Sorry you have to go through that...will be sending good thoughts and prayers your way.


----------



## Summergirl73 (Sep 18, 2011)

Oh that does stink  . Keeping you in thoughts!


----------



## pippersmom (May 21, 2012)

Oh gosh, does it ever end.


----------



## edelweiss (Apr 23, 2010)

:sorry:

Maybe a good stiff hot chocolate is exactly what you need! :smtease::rofl:

Are we on call for "poop patrol" again? olice:


----------



## michellerobison (Dec 17, 2009)

edelweiss said:


> :sorry:
> 
> Maybe a good stiff hot chocolate is exactly what you need! :smtease::rofl:
> 
> Are we on call for "poop patrol" again? olice:


oh boy poop patrol again too, always happens with surgery.. Maybe they should just install velcro so they can make it easier to go back in...


----------



## maggie's mommy (Mar 12, 2006)

Michelle, this is awful and I'm so sorry you have to go through this. Will continue to send prayers for your recovery. It's important that they get it all, so you have no choice. Good luck!


----------



## Daisy's Mommie (Sep 24, 2012)

Bless your heart--oops, I mean your boob. I will be praying for you. It's like my Dad says, "The reason that they call it the practice of medicine is that if they keep practicing and practicing-maybe, one of these days, tey will get it right"..love you girl..


----------



## lynda (Oct 11, 2005)

That really does suck. I would be spitting nickles if that were me:angry: You have been through so much already.


----------



## SammieMom (Nov 13, 2010)

Oh no Michelle. :angry: You poor baby. Sending hugs. :wub:


----------



## Furbabies mom (Jul 25, 2011)

Oh my gosh!!!! Once is enough, but yes they do have to make sure that it's all gone! I'll be keeping you in my prayers!!


----------



## ladodd (Jan 8, 2012)

Well crap! That makes me angry. If this was a restaurant, you would get a free meal for them screwing up. Are they gonna give you a free boob?


----------



## educ8m (May 19, 2010)

Michelle, so sorry to hear you have to go in for even more surgery. You're just not getting a break here, are you? Sending prayers your way.


----------



## michellerobison (Dec 17, 2009)

ladodd said:


> Well crap! That makes me angry. If this was a restaurant, you would get a free meal for them screwing up. Are they gonna give you a free boob?

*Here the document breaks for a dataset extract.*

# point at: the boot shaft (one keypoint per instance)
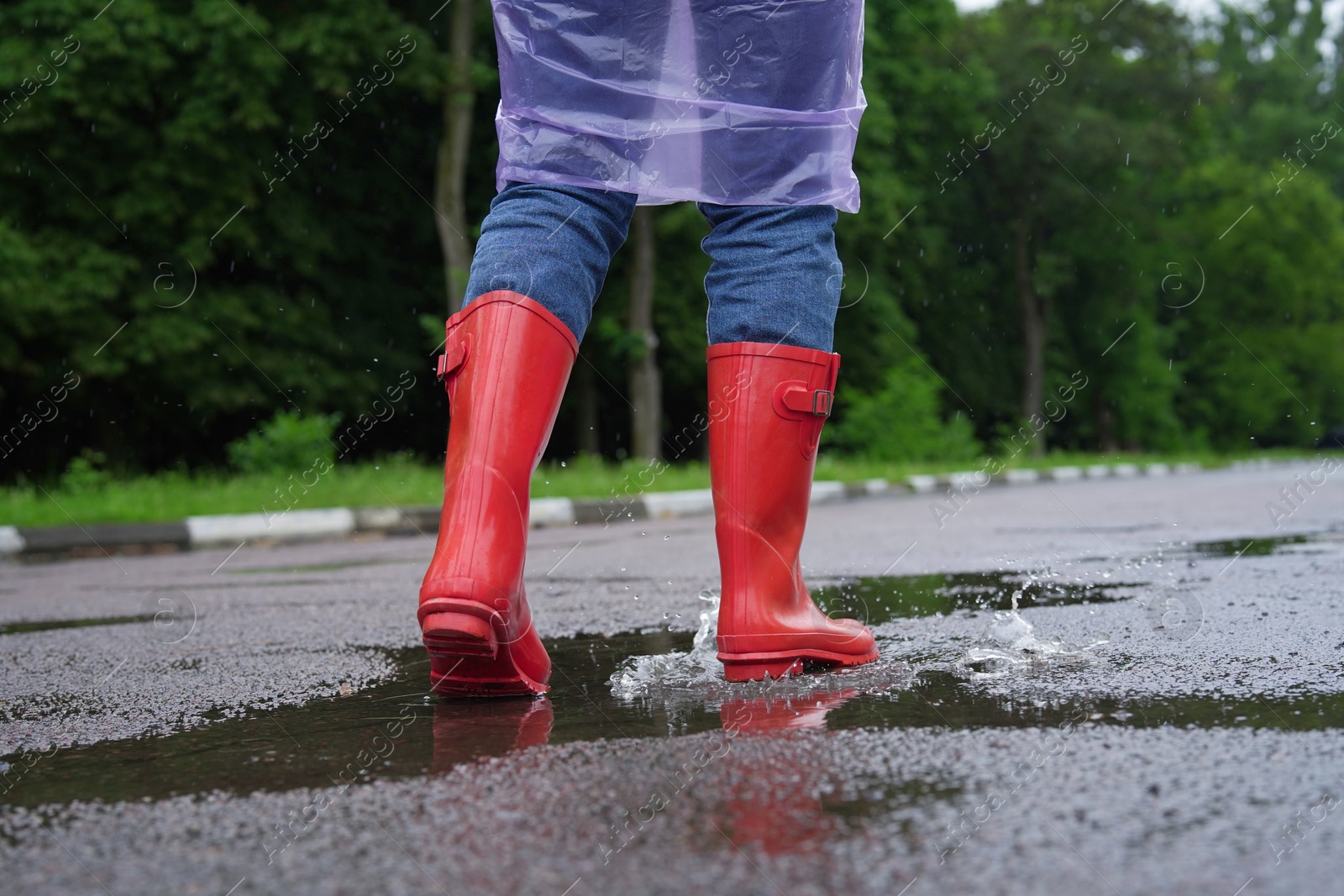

Least they can do is give me some free plastic surgery to make me look good, eh? I'd take that, maybe a free facelift...kidding, I'm afraid of any of that stuff, I figure safer to live with aging as it comes instead of fighting
it with a knife...


----------



## Maglily (Feb 3, 2009)

oh Michelle that really does suck! i'm sorry you have to go back.


----------



## lydiatug (Feb 21, 2012)

That stinks! Glad you can still joke about it though...hang in there and tell them they better get it all this time!!!


----------



## Lacie's Mom (Oct 11, 2006)

Michelle -- cancer is no fun at all. Sending lots of prayers your way. Maybe they can give you something for pain before they squish your new boobies.


----------



## michellerobison (Dec 17, 2009)

Lacie's Mom said:


> Michelle -- cancer is no fun at all. Sending lots of prayers your way. Maybe they can give you something for pain before they squish your new boobies.


I keep imaging them popping the seams....:w00t:


----------



## Ann Mother (Dec 18, 2013)

I'd be pissed! They better compensate you somehow. 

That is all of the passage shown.